There is a big issue about these defined contribution schemes anyhow, whether people are putting enough into them and whether they will have enough to support themselves when they reach retirement. Adding even more difficulty by compelling people to buy a bad product in the marketplace seems inexplicable. The Minster said he wanted to discuss the issue of pension reform with the social partners. He also has the Green Paper. The Irish Congress of Trade Unions believes it is bad policy to force people to buy annuities, and I have not heard anything to the contrary from the employers, the third strand within social partnership.
On the law of averages, approximately 60,000 people reach retirement each year. Before the Minister moves to change this in next year's, or in the following year's, Finance Bill, perhaps 60,000 or 120,000 will have been forced to purchase these annuities if they are in a standard PAYE scheme under defined contributions. Those of us in the public service are in the privileged position that we do not have to worry about this because we have a defined benefit. However, we are becoming rare animals. Nothing like this is provided in the private sector.
What does the Minister think about this compulsion to buy annuities? As most of these people have a social welfare contributory pension, it is not as if they will be without anything. They meet the test the former Minister, Mr. McCreevy, set for the self-employed. They will not be penniless if they do not buy the annuity and if they use their money foolishly because they will still have the contributory pension. They will have fulfilled the requirement the Minister's predecessor felt was needed to be imposed on the self-employed.
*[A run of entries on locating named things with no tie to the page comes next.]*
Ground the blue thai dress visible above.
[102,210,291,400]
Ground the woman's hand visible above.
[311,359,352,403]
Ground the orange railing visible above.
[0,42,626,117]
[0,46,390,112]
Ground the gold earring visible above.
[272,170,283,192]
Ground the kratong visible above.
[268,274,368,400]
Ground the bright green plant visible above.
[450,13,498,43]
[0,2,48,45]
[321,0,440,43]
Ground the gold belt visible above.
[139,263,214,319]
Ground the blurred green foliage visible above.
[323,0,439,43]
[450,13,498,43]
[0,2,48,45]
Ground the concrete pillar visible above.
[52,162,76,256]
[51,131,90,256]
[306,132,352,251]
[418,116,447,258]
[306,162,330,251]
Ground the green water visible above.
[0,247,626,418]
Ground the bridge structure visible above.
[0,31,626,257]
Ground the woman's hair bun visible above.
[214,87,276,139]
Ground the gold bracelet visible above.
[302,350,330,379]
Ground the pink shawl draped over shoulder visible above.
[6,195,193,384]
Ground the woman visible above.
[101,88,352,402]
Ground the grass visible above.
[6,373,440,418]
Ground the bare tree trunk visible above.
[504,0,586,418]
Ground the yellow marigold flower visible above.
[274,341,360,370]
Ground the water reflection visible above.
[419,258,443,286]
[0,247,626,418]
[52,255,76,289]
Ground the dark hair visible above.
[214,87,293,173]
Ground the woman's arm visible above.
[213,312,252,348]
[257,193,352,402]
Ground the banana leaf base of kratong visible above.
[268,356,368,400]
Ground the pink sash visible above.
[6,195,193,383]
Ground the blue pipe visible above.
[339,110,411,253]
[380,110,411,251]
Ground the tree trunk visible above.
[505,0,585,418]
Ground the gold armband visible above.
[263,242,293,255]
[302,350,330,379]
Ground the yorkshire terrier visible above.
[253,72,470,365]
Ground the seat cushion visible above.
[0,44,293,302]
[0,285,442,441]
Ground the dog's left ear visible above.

Does the Minister believe this compulsion to buy annuities is still appropriate? If like me, the Irish Congress of Trade Unions and many others, the Minister believes it is not, why not get rid of it now rather than put it off to some future date?
I do not know what the cost to the State would be as a result of making such a change. I suspect it would probably be minimal, although perhaps there is some hidden cost. Presumably exchanging being forced to buy an annuity would not have a tax implication because one way or the other, the resource will come to pay tax as it is realised in an income stream for the individual involved. I do not believe it has a tax implication.
Many people reaching retirement, including people around the House, face this issue. I received a spontaneous telephone call this morning from someone who said this was terribly unfair and who was not from my constituency. I said I was going to debate it with the Minister today and I would find out what he thinks about it. It is an issue which really matters to those affected. If we believe it is worth doing, why not do it now and not force at least another 100,000 people into a straightjacket of a scheme which we really do not believe should be in place in the long-term?